Bug 909935 is open to track implementing a streaming cursor based list, which is probably an ideal long-term solution still, but that relies on lots of IDB enhancements which may take a long time. While the recycled dom approach will probably not work too well for variable height lists, it could be good enough for contacts for now.
Attached file Pull Request (deleted) —
WIP - this pull request actually works for contact lists, but needs lots of improvements still. No jump links or headers yet, but I'll keep plugging away. If anyone wants to send me some patches, feel free to :)
Whiteboard: [c= p=5 s= u=] → [c=handeye p=5 s= u=]
I think the key problem to solve here is how to take the index provided to populate() and find the correct contact.

Using a local IDB with an index on a normalized name field is probably our best bet.  Then we can use IDBCursor.advance() to convert the index to an item.

I will see if I can get that working based on the PR today.
I think Francisco said he would have time to help with this next week as well.

My other major area of concern is search.  Right now it depends on the DOM of the main list being fully defined, so it will likely break when we change it.  I don't see a good way to provide equivalent search ability using IDB since IDB only provides prefix searching on a single field at a time.
I think it might help to create an integration branch for this effort since we are likely going to have multiple working on it.
Actually, before proceeding down the IDB route, I'd like to understand why we still have checkerboarding with this solution.

Here's a profile:

  http://people.mozilla.org/~bgirard/cleopatra/#report=a57c2c6b251a8c6d50431c55090a768f786699a1

With FPS overlay enabled I see a huge amount of overpainting with values of 700+.
(In reply to Ben Kelly [:bkelly] from comment #4)
> I think Francisco said he would have time to help with this next week as
> well.

> I think it might help to create an integration branch for this effort since
> we are likely going to have multiple working on it.

Sounds good - that's definitely something we can do. I was not aware other people were interested in working on it. The more the merrier.

I've just squashed the branch on my github (bug_975680_contacts_lazy_layout) - and we can use that as a starting point for a branch. You guys can also submit pull requests to my branch - or I can just give you commit access (unless there is a reason for us creating a mozilla-b2g branch).

(In reply to Ben Kelly [:bkelly] from comment #2)
> Using a local IDB with an index on a normalized name field is probably our
> best bet.  Then we can use IDBCursor.advance() to convert the index to an
> item.

Honestly my thoughts were that we should ignore IDB stuff for now. I think this could be a useful bridge between truly streaming lists, and what we have today. I was thinking we could use what we have now to asynchronously populate the lists backing dataset - and allow the user to potentially scroll it before we have all of the data. We'll have to play with this to see if the user interaction still works.
I think the most important thing to do here though is to ensure that this will actually remove checkerboarding.
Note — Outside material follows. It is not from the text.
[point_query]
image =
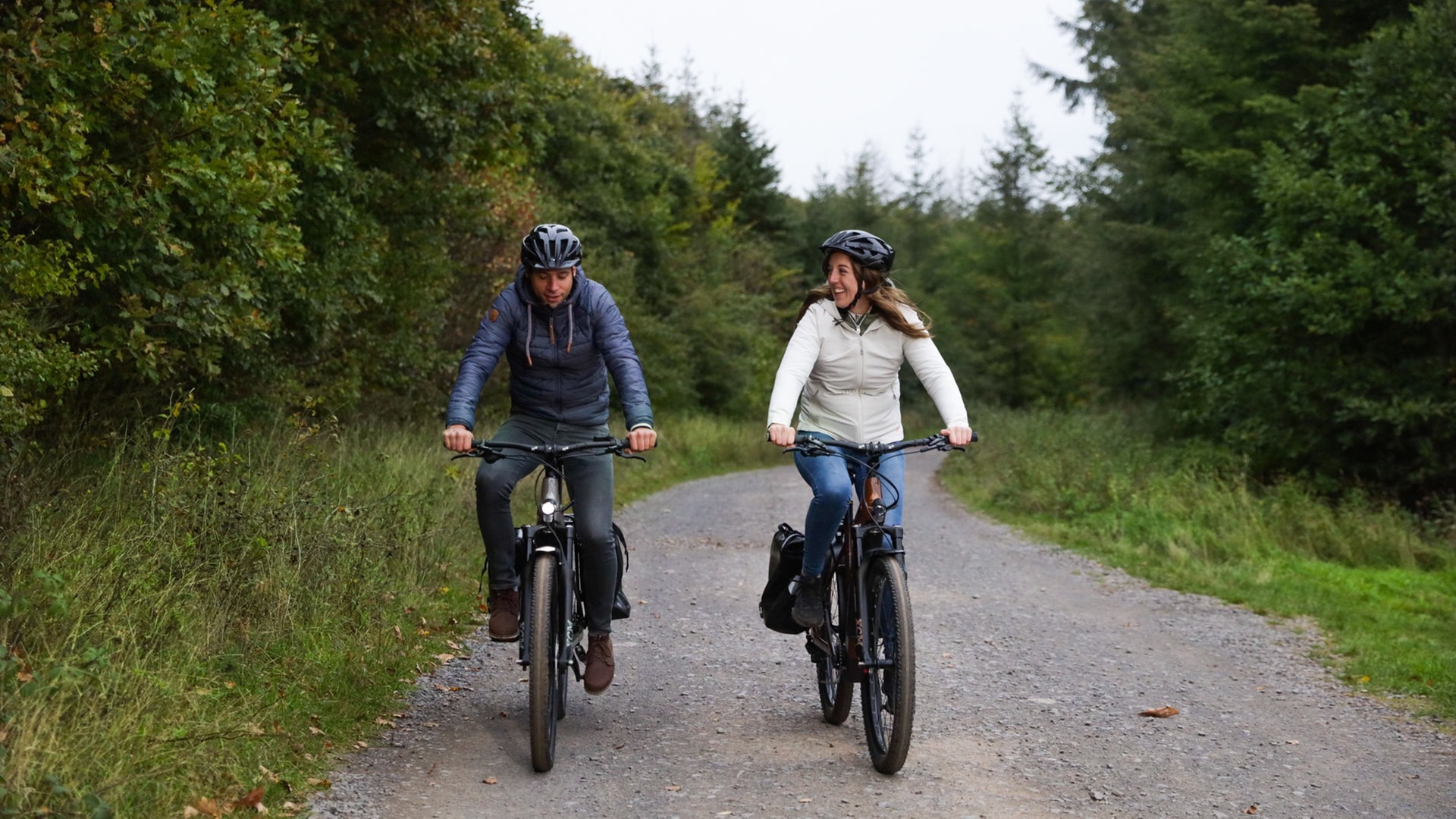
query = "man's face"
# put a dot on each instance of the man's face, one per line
(552, 286)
There's still a bit of dom manipulation that we need to throw into the populate() method, so that will just slow things down even further. My pull request has the default display port multiplier set at 8x, perhaps I'm going to try reducing that to see if that helps.
Here's my branch tracking the KevinGrandon/bug_975680_contacts_lazy_layout branch.  GitHub won't let me open a pull request to your repo for some reason, though.
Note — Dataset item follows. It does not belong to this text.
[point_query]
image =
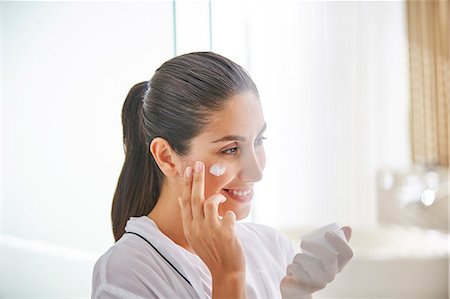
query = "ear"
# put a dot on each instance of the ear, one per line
(164, 156)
  https://github.com/wanderview/gaia/tree/contacts-abs-pos-work

I added one commit to call revokeObjectURL() on the photo URLs when the nodes are recycled.  This seems to help a little bit.  (Does revokeObjectURL() avoid cycle collects??)
Well, I think there are going to be some painful things to implement with an in-memory array.

For example, user modifies a contact such that it changes sort order.  Are we going to reload the array from contacts API or manually resort the array?  If there is an insertion we need to grow and resort.  All of that needs to be complete before we can go back to the Recyclist to refresh the display.
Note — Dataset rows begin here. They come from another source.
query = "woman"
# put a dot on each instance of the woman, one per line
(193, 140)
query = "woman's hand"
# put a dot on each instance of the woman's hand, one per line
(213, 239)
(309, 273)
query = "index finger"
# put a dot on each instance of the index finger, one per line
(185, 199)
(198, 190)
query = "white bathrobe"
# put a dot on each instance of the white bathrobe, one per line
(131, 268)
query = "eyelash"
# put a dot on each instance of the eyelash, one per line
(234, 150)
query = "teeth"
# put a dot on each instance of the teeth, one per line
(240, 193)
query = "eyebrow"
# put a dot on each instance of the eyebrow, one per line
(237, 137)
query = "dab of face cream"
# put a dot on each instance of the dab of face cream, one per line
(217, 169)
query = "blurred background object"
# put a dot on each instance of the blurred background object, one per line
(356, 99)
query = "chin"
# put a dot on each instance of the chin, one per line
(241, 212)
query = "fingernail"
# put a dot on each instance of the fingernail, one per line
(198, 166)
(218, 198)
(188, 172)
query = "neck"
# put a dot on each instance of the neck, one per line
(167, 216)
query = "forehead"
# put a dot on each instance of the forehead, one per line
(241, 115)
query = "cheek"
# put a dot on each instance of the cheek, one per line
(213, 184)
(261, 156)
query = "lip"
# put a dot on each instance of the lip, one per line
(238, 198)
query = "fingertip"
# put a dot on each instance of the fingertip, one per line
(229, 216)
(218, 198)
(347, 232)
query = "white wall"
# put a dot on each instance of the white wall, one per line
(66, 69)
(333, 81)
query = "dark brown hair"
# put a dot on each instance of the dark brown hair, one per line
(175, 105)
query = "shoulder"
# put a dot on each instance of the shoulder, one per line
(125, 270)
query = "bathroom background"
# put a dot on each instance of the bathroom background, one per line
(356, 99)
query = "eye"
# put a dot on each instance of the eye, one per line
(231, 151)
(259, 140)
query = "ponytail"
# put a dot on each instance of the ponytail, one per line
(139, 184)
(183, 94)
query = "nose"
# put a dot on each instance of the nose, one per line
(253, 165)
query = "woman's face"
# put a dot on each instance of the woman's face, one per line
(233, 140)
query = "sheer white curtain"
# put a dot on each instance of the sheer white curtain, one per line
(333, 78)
If we are using IDB we just update the record and the index automatically handles resorting, insertions, etc.  We then just tell Recyclist to repopulate the existing nodes and we're done.

Also, the current in-memory solution creates a long pause before above-the-fold.  That is probably solvable, but will be more complex than if we just had an IDB.

We've used DataStore for FB now, so its not a completely unknown quantity.  I think we should try to get it in if we can as it makes it easier to deal with the absolute positioning in a dynamic list.

Also, if we have 3 or more people working on this, one person can focus on DataStore -> IDB, one person can focus on layout, etc.

Just a thought.

Of course all of that is dependent on getting the basic implementation working without checkerboarding.
(In reply to Ben Kelly [:bkelly] from comment #8)
> Here's my branch tracking the KevinGrandon/bug_975680_contacts_lazy_layout
> branch.  GitHub won't let me open a pull request to your repo for some
> reason, though.
> 
>   https://github.com/wanderview/gaia/tree/contacts-abs-pos-work
> 
> I added one commit to call revokeObjectURL() on the photo URLs when the
> nodes are recycled.  This seems to help a little bit.  (Does
> revokeObjectURL() avoid cycle collects??)

Nice - that was on my todo list :) I did pretty much most of this on an airplane, so there's lots of stuff to fix/polish.

You should be able to submit a pr, you may need to change the fork and type in kevingrandon/gaia though. I've also added you as a contributor to my gaia fork, so you can just push there now if you want. (I hope it did not auto-subscribe you to notifications).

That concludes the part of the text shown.